There are many new world applications of this school of thought as well. Many many ‘nows’ ago, when I was in high school, I worked my first job for McDonalds. During my management training, there was a section on leadership. It was titled ‘Be Here Now’. The lesson was simple, be conscious in the present moment. The simple mantra felt cheesy for me as a 16year old, and quite off-brand for the fast food Goliath, but whoever developed their management training program was woke AF and I bought into it.
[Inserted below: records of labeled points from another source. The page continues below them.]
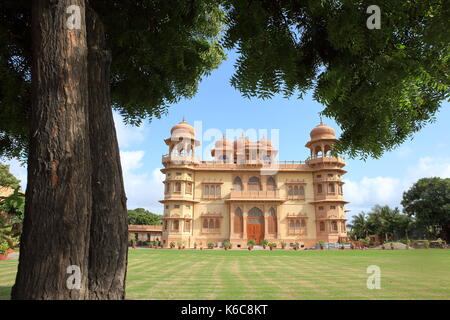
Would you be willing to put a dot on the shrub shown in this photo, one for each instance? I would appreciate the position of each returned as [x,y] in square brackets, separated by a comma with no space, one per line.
[4,247]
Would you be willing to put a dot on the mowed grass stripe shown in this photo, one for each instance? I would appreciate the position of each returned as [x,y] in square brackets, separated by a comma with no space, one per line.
[280,274]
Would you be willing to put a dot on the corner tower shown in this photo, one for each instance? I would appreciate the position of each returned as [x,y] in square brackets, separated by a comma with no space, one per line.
[327,181]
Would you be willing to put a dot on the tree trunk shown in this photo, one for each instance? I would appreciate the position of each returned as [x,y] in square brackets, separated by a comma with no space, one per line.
[109,224]
[58,203]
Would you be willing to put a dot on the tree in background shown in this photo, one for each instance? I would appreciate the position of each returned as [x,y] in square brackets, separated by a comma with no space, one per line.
[428,201]
[380,85]
[58,86]
[140,216]
[383,221]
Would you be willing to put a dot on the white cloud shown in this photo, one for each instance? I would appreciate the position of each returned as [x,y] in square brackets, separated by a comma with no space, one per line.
[368,191]
[19,171]
[143,190]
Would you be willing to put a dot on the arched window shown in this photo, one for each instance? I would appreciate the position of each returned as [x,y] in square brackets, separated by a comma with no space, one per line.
[322,226]
[176,225]
[238,220]
[331,188]
[290,191]
[237,184]
[272,227]
[271,185]
[254,184]
[301,191]
[334,225]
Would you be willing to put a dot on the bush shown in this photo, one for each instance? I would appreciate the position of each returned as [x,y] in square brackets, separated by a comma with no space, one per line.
[211,245]
[4,247]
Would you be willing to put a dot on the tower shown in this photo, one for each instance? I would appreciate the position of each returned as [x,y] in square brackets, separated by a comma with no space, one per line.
[179,185]
[327,181]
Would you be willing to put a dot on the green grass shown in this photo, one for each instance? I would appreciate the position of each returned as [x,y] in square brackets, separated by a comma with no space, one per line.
[240,274]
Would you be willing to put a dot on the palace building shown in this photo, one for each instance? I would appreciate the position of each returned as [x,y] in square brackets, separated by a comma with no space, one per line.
[243,193]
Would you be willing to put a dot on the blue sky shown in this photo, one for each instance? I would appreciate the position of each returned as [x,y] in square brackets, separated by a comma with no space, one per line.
[219,106]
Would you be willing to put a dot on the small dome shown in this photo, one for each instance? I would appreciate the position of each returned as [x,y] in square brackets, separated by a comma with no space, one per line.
[223,144]
[182,129]
[241,142]
[265,143]
[322,131]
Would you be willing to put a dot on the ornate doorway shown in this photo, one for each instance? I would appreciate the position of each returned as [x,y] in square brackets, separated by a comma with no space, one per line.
[255,225]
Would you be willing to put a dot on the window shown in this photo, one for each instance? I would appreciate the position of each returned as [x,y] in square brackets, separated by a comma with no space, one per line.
[334,225]
[331,188]
[272,227]
[175,225]
[177,187]
[237,184]
[296,192]
[167,190]
[271,185]
[189,187]
[238,221]
[297,226]
[254,184]
[187,226]
[211,225]
[211,191]
[322,226]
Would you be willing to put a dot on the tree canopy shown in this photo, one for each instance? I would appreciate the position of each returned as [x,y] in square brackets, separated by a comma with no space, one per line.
[140,216]
[160,51]
[428,201]
[380,85]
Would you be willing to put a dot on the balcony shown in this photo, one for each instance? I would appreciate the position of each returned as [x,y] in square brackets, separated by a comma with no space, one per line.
[250,195]
[326,160]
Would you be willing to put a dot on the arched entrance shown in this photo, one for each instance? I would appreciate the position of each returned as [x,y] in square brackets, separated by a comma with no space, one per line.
[255,225]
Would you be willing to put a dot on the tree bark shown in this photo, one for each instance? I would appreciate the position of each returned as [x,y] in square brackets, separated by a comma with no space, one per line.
[58,203]
[109,225]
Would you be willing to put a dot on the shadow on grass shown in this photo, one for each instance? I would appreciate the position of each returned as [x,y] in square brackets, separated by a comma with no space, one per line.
[5,293]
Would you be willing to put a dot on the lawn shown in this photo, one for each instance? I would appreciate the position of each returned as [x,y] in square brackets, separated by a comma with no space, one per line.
[240,274]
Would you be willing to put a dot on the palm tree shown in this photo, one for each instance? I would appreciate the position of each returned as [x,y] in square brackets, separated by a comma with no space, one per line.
[359,226]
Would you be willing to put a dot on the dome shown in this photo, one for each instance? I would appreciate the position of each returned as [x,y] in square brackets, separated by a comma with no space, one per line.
[224,144]
[322,131]
[265,143]
[182,129]
[241,142]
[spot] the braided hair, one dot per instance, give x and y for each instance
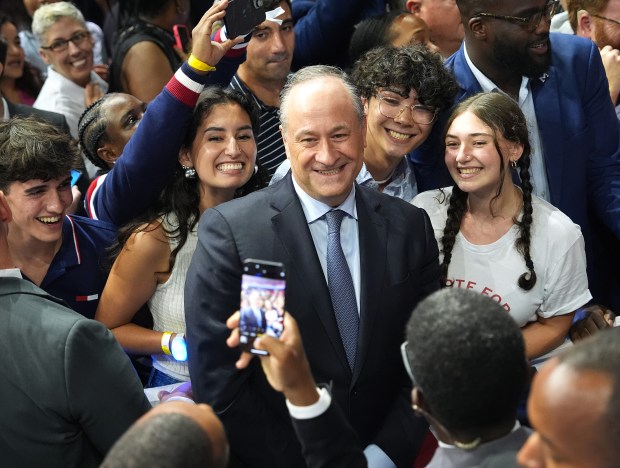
(503, 115)
(92, 128)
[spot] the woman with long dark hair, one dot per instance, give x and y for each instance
(216, 162)
(496, 237)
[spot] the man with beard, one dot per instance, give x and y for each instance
(560, 84)
(599, 20)
(262, 76)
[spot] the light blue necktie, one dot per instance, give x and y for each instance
(341, 287)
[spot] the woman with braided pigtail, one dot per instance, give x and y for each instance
(496, 237)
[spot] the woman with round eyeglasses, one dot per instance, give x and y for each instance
(403, 90)
(19, 83)
(497, 238)
(67, 47)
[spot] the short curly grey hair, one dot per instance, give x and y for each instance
(47, 15)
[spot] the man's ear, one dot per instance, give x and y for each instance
(479, 28)
(107, 155)
(184, 158)
(5, 211)
(413, 6)
(285, 141)
(365, 103)
(585, 28)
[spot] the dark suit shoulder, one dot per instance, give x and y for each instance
(389, 206)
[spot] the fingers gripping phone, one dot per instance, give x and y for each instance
(263, 285)
(242, 16)
(182, 38)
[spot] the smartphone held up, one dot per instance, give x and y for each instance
(182, 37)
(263, 286)
(242, 16)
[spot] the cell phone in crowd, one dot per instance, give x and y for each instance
(242, 16)
(263, 285)
(182, 37)
(75, 176)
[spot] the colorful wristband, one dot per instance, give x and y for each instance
(198, 64)
(165, 343)
(178, 347)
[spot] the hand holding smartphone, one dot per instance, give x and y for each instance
(242, 16)
(182, 38)
(263, 285)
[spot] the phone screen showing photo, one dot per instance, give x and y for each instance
(262, 303)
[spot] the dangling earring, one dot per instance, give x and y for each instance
(190, 172)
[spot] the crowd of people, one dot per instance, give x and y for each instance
(400, 160)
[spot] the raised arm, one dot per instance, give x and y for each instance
(150, 157)
(256, 420)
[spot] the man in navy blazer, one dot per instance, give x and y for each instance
(509, 42)
(393, 260)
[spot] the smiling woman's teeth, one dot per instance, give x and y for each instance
(230, 167)
(330, 172)
(49, 219)
(397, 135)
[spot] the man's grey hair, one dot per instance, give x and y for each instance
(47, 15)
(318, 72)
(601, 353)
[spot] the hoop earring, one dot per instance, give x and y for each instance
(190, 172)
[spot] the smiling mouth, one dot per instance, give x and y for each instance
(468, 170)
(398, 135)
(329, 171)
(229, 167)
(49, 219)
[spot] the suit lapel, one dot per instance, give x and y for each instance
(467, 81)
(291, 227)
(373, 251)
(546, 93)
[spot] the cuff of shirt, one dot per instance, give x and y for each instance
(377, 458)
(312, 411)
(180, 398)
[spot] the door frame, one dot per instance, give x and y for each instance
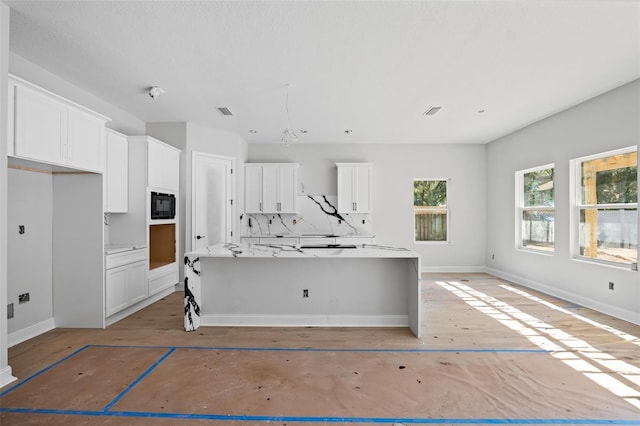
(231, 223)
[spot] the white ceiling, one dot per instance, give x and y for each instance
(373, 67)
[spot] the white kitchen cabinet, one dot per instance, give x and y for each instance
(50, 129)
(271, 188)
(163, 165)
(354, 187)
(85, 140)
(117, 173)
(148, 159)
(125, 280)
(116, 290)
(253, 189)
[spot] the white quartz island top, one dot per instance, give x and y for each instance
(289, 250)
(290, 285)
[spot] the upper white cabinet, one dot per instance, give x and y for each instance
(50, 129)
(271, 187)
(117, 173)
(354, 187)
(163, 165)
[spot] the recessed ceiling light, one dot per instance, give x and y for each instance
(155, 91)
(432, 111)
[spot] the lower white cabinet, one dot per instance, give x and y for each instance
(163, 277)
(126, 280)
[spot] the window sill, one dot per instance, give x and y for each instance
(432, 243)
(546, 253)
(618, 266)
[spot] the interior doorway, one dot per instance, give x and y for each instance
(212, 200)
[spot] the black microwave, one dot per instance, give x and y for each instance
(163, 206)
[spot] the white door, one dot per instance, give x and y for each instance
(211, 202)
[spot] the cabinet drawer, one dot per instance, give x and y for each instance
(162, 278)
(124, 258)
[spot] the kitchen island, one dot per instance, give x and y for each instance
(334, 285)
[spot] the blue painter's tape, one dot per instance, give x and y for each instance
(44, 370)
(379, 420)
(138, 380)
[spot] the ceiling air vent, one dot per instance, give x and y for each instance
(432, 111)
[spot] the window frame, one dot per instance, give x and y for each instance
(446, 208)
(520, 208)
(577, 206)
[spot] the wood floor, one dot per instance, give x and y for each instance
(492, 353)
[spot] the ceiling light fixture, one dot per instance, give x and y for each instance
(432, 111)
(155, 91)
(288, 135)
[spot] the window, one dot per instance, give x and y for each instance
(535, 209)
(606, 207)
(430, 209)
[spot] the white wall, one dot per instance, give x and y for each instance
(395, 168)
(190, 137)
(607, 122)
(30, 203)
(5, 370)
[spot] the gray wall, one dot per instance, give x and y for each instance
(395, 167)
(30, 203)
(605, 123)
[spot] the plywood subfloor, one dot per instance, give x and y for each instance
(493, 353)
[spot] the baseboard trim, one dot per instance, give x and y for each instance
(604, 308)
(30, 332)
(6, 377)
(453, 269)
(305, 320)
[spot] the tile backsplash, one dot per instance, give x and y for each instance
(317, 214)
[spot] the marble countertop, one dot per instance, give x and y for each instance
(119, 248)
(291, 251)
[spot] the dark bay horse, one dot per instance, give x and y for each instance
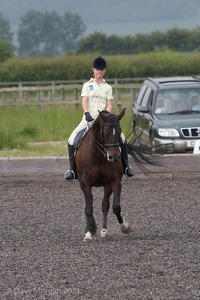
(99, 164)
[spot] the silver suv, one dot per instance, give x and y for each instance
(167, 110)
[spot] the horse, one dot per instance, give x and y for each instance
(99, 164)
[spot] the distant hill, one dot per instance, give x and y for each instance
(110, 16)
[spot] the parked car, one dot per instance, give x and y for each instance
(167, 111)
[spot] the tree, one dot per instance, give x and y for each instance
(48, 34)
(73, 28)
(5, 32)
(6, 49)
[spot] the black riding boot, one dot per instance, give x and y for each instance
(71, 174)
(128, 171)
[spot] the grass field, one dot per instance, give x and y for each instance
(32, 131)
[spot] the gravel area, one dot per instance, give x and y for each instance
(43, 256)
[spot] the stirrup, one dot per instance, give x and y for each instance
(69, 175)
(129, 172)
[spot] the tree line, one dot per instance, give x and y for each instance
(49, 35)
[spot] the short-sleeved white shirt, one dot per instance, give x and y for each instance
(97, 96)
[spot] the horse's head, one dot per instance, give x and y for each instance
(111, 134)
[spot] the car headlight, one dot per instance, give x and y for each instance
(168, 132)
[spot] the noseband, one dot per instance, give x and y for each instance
(101, 146)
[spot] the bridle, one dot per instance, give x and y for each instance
(100, 145)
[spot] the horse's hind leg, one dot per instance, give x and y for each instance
(90, 221)
(105, 209)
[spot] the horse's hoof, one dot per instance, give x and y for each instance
(88, 236)
(125, 227)
(104, 232)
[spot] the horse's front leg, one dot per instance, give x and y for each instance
(124, 226)
(91, 227)
(105, 208)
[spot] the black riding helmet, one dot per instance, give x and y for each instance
(99, 63)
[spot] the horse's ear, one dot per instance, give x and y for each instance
(121, 114)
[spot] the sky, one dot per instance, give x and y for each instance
(127, 17)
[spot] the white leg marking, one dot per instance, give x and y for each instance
(125, 227)
(104, 232)
(88, 236)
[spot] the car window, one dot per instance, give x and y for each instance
(146, 101)
(141, 94)
(176, 100)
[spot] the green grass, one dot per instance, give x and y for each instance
(30, 130)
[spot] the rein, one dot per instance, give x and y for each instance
(100, 145)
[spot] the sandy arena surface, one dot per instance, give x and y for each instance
(43, 255)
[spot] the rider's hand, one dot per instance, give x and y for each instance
(88, 117)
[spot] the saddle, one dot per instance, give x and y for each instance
(79, 138)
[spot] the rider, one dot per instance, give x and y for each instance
(96, 96)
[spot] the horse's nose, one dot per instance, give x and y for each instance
(113, 157)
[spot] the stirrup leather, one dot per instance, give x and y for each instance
(69, 175)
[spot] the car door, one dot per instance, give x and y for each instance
(143, 120)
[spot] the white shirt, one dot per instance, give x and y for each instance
(97, 96)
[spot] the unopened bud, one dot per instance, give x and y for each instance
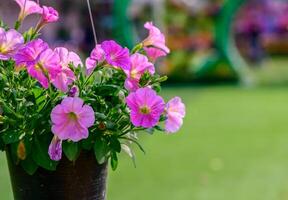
(21, 151)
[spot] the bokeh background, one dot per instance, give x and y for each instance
(229, 63)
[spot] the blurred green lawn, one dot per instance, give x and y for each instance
(234, 146)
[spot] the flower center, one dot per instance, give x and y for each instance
(145, 110)
(3, 49)
(133, 74)
(72, 116)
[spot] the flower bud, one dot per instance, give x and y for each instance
(21, 150)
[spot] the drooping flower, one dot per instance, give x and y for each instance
(155, 38)
(71, 119)
(55, 149)
(146, 107)
(74, 91)
(10, 42)
(28, 7)
(139, 65)
(175, 109)
(154, 53)
(49, 15)
(97, 55)
(116, 55)
(41, 62)
(66, 77)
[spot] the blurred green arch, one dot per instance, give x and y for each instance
(225, 45)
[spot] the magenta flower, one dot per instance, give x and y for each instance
(97, 55)
(74, 91)
(41, 62)
(55, 149)
(28, 7)
(49, 15)
(175, 113)
(10, 42)
(116, 55)
(71, 119)
(66, 77)
(146, 107)
(155, 38)
(154, 53)
(139, 65)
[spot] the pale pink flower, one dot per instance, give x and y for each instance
(155, 38)
(146, 107)
(28, 7)
(175, 113)
(55, 149)
(71, 119)
(154, 53)
(10, 42)
(97, 55)
(66, 77)
(139, 65)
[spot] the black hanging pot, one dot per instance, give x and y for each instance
(83, 179)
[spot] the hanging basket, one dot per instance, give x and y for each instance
(83, 179)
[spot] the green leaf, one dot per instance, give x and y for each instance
(114, 161)
(29, 165)
(11, 136)
(40, 152)
(71, 150)
(129, 152)
(101, 150)
(115, 144)
(87, 144)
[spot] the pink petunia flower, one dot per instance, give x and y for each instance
(41, 62)
(49, 15)
(55, 149)
(71, 119)
(146, 107)
(28, 7)
(155, 38)
(66, 77)
(139, 65)
(175, 113)
(116, 55)
(10, 42)
(154, 53)
(97, 55)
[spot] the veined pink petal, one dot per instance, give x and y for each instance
(175, 113)
(154, 53)
(71, 104)
(155, 38)
(49, 15)
(75, 119)
(10, 42)
(27, 8)
(87, 116)
(146, 107)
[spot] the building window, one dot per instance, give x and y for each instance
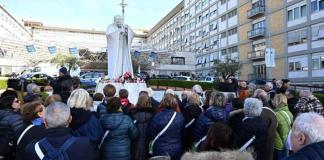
(232, 31)
(223, 18)
(232, 13)
(232, 50)
(318, 32)
(223, 52)
(258, 47)
(303, 11)
(223, 35)
(317, 5)
(297, 37)
(296, 66)
(178, 60)
(297, 12)
(290, 15)
(258, 25)
(315, 64)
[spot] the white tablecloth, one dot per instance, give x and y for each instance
(133, 89)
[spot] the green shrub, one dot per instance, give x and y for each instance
(3, 83)
(182, 84)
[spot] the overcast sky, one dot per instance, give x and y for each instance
(89, 14)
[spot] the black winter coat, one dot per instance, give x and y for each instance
(142, 118)
(190, 113)
(34, 133)
(155, 104)
(313, 151)
(169, 143)
(82, 148)
(247, 129)
(11, 125)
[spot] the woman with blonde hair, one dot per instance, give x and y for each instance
(285, 120)
(84, 123)
(166, 128)
(142, 115)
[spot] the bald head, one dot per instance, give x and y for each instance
(308, 128)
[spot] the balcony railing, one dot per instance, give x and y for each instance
(256, 11)
(256, 33)
(256, 55)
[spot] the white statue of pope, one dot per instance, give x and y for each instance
(119, 40)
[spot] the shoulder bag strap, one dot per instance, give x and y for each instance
(190, 123)
(39, 152)
(68, 143)
(200, 141)
(243, 148)
(165, 128)
(103, 138)
(23, 133)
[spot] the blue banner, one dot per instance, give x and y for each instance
(30, 48)
(73, 50)
(137, 54)
(52, 49)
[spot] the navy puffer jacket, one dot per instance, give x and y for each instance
(169, 143)
(313, 151)
(11, 125)
(86, 124)
(207, 119)
(117, 145)
(143, 117)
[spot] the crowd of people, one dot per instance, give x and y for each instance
(268, 123)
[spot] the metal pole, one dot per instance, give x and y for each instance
(269, 69)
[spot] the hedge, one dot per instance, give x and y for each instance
(3, 83)
(182, 84)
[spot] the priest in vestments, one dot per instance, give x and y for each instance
(119, 40)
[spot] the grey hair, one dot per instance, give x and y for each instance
(228, 155)
(30, 87)
(80, 98)
(197, 89)
(258, 93)
(57, 115)
(305, 93)
(310, 124)
(269, 85)
(252, 107)
(252, 86)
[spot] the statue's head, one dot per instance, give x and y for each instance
(119, 21)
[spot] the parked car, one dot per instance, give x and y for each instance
(183, 78)
(208, 79)
(161, 76)
(258, 82)
(91, 76)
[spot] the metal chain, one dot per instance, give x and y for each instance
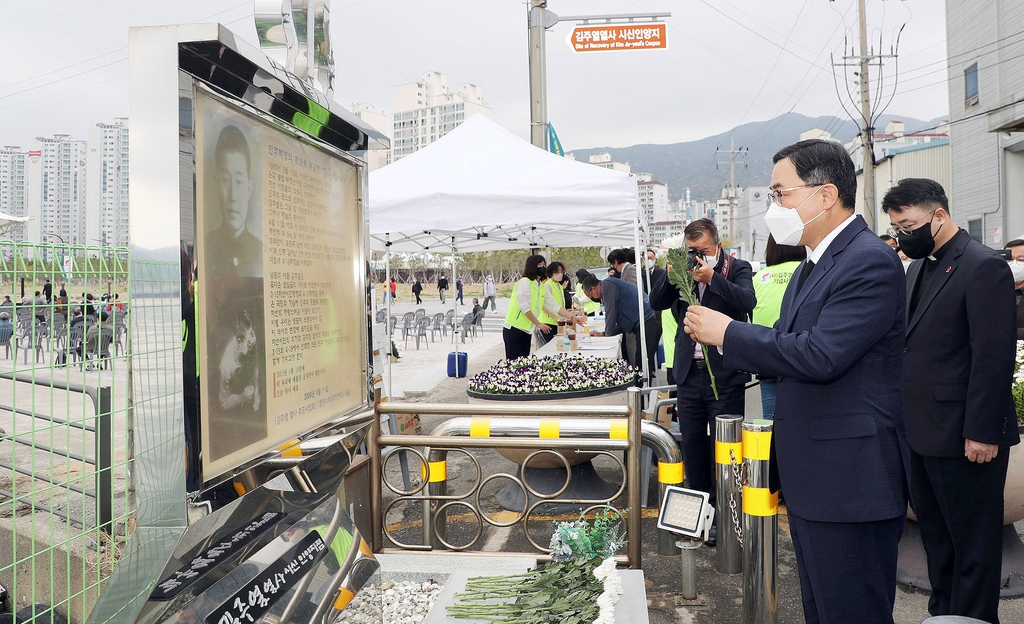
(732, 498)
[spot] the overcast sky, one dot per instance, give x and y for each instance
(728, 61)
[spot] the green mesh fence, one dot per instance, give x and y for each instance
(67, 497)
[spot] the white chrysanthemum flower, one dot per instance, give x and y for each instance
(612, 583)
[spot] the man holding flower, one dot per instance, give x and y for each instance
(706, 386)
(839, 447)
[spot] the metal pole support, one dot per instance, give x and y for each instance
(374, 449)
(688, 558)
(760, 528)
(104, 476)
(634, 401)
(728, 452)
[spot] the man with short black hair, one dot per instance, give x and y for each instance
(957, 374)
(722, 283)
(620, 260)
(839, 448)
(622, 317)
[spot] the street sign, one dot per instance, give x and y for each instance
(611, 37)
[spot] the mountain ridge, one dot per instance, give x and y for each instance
(693, 163)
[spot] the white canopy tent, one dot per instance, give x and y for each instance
(480, 188)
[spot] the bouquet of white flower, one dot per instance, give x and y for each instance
(580, 586)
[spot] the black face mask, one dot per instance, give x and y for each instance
(920, 242)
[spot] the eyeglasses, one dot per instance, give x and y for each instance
(776, 195)
(898, 230)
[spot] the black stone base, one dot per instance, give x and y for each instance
(911, 569)
(585, 484)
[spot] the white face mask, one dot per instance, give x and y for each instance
(785, 224)
(712, 260)
(1017, 267)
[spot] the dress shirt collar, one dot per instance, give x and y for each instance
(815, 254)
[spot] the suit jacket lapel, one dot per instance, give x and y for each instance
(945, 267)
(817, 274)
(912, 277)
(823, 266)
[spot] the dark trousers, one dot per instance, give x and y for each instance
(960, 509)
(517, 342)
(696, 409)
(847, 570)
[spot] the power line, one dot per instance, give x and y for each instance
(777, 119)
(122, 59)
(64, 79)
(7, 86)
(754, 32)
(774, 65)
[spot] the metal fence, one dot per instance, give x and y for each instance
(603, 430)
(66, 505)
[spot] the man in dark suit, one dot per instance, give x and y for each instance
(652, 273)
(1016, 247)
(957, 374)
(723, 284)
(839, 448)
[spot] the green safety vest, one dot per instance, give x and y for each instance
(769, 286)
(589, 306)
(669, 329)
(515, 318)
(544, 317)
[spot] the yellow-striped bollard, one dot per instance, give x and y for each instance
(728, 460)
(760, 528)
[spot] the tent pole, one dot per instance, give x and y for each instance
(643, 329)
(387, 321)
(455, 301)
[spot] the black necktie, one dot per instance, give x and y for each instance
(808, 267)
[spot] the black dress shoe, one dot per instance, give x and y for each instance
(713, 539)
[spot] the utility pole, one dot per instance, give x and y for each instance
(866, 131)
(862, 61)
(732, 152)
(540, 19)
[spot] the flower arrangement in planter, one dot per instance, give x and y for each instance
(1018, 385)
(579, 586)
(558, 374)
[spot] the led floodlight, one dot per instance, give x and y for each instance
(686, 512)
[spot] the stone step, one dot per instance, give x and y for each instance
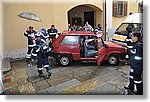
(58, 89)
(6, 64)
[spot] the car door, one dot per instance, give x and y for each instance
(101, 51)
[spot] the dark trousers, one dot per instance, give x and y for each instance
(43, 63)
(29, 50)
(136, 78)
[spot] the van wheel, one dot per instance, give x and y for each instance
(64, 60)
(113, 60)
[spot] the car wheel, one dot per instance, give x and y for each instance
(64, 60)
(113, 60)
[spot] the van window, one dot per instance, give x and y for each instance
(70, 40)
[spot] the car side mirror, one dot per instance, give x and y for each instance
(106, 46)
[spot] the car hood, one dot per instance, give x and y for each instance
(114, 45)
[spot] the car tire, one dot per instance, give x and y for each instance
(113, 60)
(64, 61)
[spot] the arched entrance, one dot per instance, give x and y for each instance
(78, 15)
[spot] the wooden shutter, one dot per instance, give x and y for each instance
(125, 8)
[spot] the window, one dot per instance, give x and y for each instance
(70, 40)
(120, 8)
(122, 30)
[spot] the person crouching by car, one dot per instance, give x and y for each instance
(30, 34)
(42, 51)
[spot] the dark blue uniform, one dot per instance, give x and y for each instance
(136, 70)
(31, 42)
(40, 52)
(52, 32)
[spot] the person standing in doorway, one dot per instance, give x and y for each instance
(88, 27)
(136, 61)
(30, 34)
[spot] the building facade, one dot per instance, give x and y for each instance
(60, 13)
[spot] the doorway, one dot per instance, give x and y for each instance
(89, 16)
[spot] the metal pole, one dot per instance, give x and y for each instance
(104, 19)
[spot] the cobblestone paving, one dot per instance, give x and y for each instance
(78, 78)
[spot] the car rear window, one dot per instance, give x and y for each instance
(70, 40)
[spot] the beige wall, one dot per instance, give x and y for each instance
(132, 7)
(50, 12)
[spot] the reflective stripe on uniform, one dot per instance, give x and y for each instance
(129, 47)
(25, 32)
(138, 82)
(131, 70)
(45, 47)
(131, 77)
(38, 50)
(28, 55)
(134, 52)
(46, 66)
(40, 68)
(30, 45)
(138, 58)
(34, 54)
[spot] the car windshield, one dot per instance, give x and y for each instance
(126, 28)
(100, 42)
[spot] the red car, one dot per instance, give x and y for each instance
(81, 46)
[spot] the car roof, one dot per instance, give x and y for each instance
(77, 33)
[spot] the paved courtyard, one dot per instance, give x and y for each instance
(79, 78)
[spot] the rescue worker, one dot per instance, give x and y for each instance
(30, 34)
(43, 35)
(136, 61)
(53, 34)
(98, 30)
(87, 27)
(70, 28)
(42, 50)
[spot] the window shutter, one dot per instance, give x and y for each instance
(125, 8)
(115, 8)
Fun Fact: Colleges Ontario officials reviewed the content of McDonald’s management training, ultimately concluding that the various elements (leadership, communication skills, managing and leading teams) were essentially equivalent to a first-year business program. Under the agreement, Ontario colleges recognize that a McDonald’s employee with at least two of four company courses required to become a manager has earned the equivalent of first-year courses in a two- or three-year business diploma. As a result, the manager-in-training could apply to a college and enter a business program in second-year, potentially saving up to $4,500 in tuition.
The idea is timeless;
In order to make time, find balance, and be happy, we must choose to live in the present.
This one decision changes our entire perception of reality. We must continue to make this decision. Again, again, and again. We must avoid living as though some other time (past or future) is more important than the present one, because now is the only time we have.